Department of Dermatology, Hokkaido University Graduate School of Medicine, Sapporo, Japan.
Hum Mutat. 2010 Mar;31(3):308-16. doi: 10.1002/humu.21189.
Plectin is a cytoskeletal linker protein that has a dumbbell-like structure with a long central rod and N- and C-terminal globular domains. Mutations in the gene encoding plectin (PLEC1) cause two distinct autosomal recessive subtypes of epidermolysis bullosa (EB): EB simplex with muscular dystrophy (EBS-MD), and EB simplex with pyloric atresia (EBS-PA). Here, we demonstrate that normal human fibroblasts express two different plectin isoforms including full-length and rodless forms of plectin. We performed detailed analysis of plectin expression patterns in six EBS-MD and three EBS-PA patients. In EBS-PA, expression of all plectin domains was found to be markedly attenuated or completely lost; in EBS-MD, the expression of the N- and C-terminal domains of plectin remained detectable, although the expression of rod domains was absent or markedly reduced.

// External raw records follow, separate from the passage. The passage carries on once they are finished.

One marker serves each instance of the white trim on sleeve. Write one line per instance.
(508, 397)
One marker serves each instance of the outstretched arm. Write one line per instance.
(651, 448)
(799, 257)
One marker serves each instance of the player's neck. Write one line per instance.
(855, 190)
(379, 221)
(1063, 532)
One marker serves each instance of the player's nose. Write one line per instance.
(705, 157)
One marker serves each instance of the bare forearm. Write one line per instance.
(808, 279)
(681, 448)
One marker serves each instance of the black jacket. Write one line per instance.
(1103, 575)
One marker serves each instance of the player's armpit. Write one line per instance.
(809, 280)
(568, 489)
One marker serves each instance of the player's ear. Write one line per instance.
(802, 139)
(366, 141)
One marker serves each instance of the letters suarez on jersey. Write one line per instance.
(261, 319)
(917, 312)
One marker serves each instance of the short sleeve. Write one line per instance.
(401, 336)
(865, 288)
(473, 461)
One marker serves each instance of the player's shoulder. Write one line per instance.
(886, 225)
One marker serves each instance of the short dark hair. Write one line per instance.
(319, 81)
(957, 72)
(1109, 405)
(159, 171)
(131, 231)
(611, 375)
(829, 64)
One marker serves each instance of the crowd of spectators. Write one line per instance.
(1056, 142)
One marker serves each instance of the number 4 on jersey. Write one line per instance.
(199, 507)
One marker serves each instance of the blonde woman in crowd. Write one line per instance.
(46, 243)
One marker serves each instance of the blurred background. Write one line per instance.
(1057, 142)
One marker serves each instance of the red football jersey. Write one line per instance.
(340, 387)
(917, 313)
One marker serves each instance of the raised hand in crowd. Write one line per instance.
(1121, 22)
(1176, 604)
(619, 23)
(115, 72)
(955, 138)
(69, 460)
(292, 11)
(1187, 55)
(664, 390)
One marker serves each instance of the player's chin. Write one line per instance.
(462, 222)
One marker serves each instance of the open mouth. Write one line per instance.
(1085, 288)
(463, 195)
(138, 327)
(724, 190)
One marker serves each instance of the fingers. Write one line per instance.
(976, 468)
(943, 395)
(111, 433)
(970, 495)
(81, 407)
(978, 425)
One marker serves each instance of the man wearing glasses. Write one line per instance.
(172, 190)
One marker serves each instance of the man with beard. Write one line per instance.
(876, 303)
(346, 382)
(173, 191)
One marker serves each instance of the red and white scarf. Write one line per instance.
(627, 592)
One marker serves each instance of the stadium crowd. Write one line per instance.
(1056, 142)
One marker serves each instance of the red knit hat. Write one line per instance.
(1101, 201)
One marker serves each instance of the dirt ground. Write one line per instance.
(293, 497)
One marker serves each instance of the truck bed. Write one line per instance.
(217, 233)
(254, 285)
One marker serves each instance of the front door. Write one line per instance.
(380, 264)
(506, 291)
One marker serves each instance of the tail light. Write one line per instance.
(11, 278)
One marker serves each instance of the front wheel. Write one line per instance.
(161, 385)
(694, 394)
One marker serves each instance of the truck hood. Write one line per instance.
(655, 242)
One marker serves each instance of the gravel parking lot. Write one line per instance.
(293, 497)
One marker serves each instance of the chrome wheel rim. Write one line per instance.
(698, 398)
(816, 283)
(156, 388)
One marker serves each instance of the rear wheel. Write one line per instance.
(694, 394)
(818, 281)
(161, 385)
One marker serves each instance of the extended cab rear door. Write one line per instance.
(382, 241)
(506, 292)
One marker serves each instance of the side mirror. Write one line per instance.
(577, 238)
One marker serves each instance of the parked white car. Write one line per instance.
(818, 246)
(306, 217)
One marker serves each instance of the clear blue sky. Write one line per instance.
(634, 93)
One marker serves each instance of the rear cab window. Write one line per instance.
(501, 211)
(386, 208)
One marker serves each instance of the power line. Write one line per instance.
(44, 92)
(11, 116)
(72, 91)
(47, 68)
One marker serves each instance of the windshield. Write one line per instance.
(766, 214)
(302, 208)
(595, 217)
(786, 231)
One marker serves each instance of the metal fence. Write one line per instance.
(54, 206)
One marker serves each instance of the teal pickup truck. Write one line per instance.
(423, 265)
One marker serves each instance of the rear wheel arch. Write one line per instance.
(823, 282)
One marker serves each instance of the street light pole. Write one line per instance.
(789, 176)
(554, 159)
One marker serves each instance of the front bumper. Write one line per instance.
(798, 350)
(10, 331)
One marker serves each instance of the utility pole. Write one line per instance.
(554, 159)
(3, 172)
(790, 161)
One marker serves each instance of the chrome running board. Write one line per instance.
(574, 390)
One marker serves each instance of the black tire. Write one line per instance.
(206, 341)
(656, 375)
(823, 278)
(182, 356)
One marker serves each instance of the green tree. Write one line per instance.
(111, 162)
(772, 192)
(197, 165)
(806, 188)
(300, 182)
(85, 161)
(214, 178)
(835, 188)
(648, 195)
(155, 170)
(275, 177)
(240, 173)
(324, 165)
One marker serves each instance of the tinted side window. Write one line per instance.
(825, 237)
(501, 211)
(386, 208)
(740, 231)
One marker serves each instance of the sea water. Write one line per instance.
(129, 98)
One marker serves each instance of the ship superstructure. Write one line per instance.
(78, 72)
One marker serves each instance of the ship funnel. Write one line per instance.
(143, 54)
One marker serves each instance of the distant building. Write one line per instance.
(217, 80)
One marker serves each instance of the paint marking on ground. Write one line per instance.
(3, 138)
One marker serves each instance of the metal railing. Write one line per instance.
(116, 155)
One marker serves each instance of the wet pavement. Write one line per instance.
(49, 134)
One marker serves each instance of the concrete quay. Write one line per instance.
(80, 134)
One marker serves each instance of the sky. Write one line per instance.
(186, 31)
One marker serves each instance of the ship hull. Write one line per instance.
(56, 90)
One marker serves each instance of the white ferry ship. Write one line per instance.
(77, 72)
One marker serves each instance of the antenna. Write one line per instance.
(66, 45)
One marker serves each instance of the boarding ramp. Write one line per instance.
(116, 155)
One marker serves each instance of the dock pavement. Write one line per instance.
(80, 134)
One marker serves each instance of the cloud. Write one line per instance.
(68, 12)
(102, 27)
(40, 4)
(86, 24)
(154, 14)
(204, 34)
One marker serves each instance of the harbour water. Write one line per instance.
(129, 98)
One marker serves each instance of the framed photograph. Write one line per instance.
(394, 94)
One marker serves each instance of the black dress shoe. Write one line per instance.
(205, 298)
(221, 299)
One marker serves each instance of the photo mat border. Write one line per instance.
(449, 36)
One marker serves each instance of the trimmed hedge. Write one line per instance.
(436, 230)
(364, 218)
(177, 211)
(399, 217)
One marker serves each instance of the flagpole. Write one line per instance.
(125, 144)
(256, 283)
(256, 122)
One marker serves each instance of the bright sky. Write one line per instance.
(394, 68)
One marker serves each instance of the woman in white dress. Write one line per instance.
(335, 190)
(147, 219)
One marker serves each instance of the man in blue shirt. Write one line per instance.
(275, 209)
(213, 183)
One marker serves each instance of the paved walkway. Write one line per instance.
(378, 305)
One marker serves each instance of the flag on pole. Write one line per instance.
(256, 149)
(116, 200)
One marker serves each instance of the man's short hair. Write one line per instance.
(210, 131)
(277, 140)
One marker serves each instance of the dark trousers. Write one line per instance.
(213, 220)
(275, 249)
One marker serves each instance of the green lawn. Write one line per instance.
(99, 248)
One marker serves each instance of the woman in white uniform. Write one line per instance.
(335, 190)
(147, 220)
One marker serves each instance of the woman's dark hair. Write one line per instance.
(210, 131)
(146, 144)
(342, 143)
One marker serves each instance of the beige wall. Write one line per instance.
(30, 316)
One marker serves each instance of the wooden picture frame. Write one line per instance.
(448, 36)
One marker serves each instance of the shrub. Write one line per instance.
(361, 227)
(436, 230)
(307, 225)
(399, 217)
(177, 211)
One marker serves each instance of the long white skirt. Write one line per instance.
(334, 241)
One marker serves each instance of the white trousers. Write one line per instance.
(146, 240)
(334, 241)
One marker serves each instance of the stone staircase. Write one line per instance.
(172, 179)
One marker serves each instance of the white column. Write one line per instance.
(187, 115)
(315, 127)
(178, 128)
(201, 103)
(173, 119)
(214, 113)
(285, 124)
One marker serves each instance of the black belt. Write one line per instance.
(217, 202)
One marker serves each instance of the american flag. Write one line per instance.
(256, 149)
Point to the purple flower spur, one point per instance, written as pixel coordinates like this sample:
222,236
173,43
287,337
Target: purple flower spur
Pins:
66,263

Our data suggest that loss of the full-length plectin isoform with residual expression of the rodless plectin isoform leads to EBS-MD, and that complete loss or marked attenuation of full-length and rodless plectin expression underlies the more severe EBS-PA phenotype. These results also clearly account for the majority of EBS-MD PLEC1 mutation restriction within the large exon 31 that encodes the plectin rod domain, whereas EBS-PA PLEC1 mutations are generally outside exon 31.

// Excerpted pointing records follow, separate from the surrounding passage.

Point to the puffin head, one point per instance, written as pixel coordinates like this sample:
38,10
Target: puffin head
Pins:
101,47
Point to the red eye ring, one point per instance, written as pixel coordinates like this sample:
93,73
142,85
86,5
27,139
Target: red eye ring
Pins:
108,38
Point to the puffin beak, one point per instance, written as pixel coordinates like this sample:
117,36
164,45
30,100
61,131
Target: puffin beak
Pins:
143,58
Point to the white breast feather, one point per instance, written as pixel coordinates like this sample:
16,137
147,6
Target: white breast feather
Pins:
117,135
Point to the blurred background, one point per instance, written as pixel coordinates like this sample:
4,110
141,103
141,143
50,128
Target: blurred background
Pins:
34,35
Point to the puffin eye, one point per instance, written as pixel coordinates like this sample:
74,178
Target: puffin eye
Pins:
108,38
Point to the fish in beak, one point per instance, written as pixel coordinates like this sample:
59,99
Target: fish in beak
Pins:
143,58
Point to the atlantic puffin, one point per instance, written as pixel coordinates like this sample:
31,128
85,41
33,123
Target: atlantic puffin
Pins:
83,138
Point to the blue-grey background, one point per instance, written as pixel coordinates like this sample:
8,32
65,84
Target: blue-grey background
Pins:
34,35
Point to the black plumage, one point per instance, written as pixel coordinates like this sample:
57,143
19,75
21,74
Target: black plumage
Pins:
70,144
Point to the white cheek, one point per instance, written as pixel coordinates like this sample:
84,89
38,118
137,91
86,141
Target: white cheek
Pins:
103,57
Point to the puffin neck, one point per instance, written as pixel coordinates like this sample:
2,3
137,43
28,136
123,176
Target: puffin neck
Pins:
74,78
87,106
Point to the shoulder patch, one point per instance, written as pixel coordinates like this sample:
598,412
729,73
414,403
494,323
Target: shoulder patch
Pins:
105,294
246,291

桥粒芯蛋白是一种细胞骨架连接蛋白,具有哑铃状结构,由长的中心杆和 N 端及 C 端球状结构域组成。桥粒芯蛋白基因(PLEC1)的突变导致两种不同的常染色体隐性遗传型大疱性表皮松解症(EB):伴肌营养不良的单纯型大疱性表皮松解症(EBS-MD)和伴幽门闭锁的单纯型大疱性表皮松解症(EBS-PA)。本研究中,我们证实正常人类成纤维细胞表达两种不同的桥粒芯蛋白异构体,包括全长型和无杆型桥粒芯蛋白。我们对 6 例 EBS-MD 和 3 例 EBS-PA 患者的桥粒芯蛋白表达模式进行了详细分析。在 EBS-PA 中,所有桥粒芯蛋白结构域的表达均显著减弱或完全缺失;在 EBS-MD 中,桥粒芯蛋白的 N 端和 C 端结构域的表达仍可检测到,尽管杆状结构域的表达缺失或明显减少。我们的数据表明,全长桥粒芯蛋白异构体缺失而残留无杆桥粒芯蛋白异构体的表达导致 EBS-MD,而全长和无杆桥粒芯蛋白表达的完全缺失或显著减弱则导致更为严重的 EBS-PA 表型。这些结果还清楚地解释了大多数 EBS-MD PLEC1 突变限制在编码桥粒芯蛋白杆状结构域的大外显子 31 内,而 EBS-PA PLEC1 突变通常位于外显子 31 之外。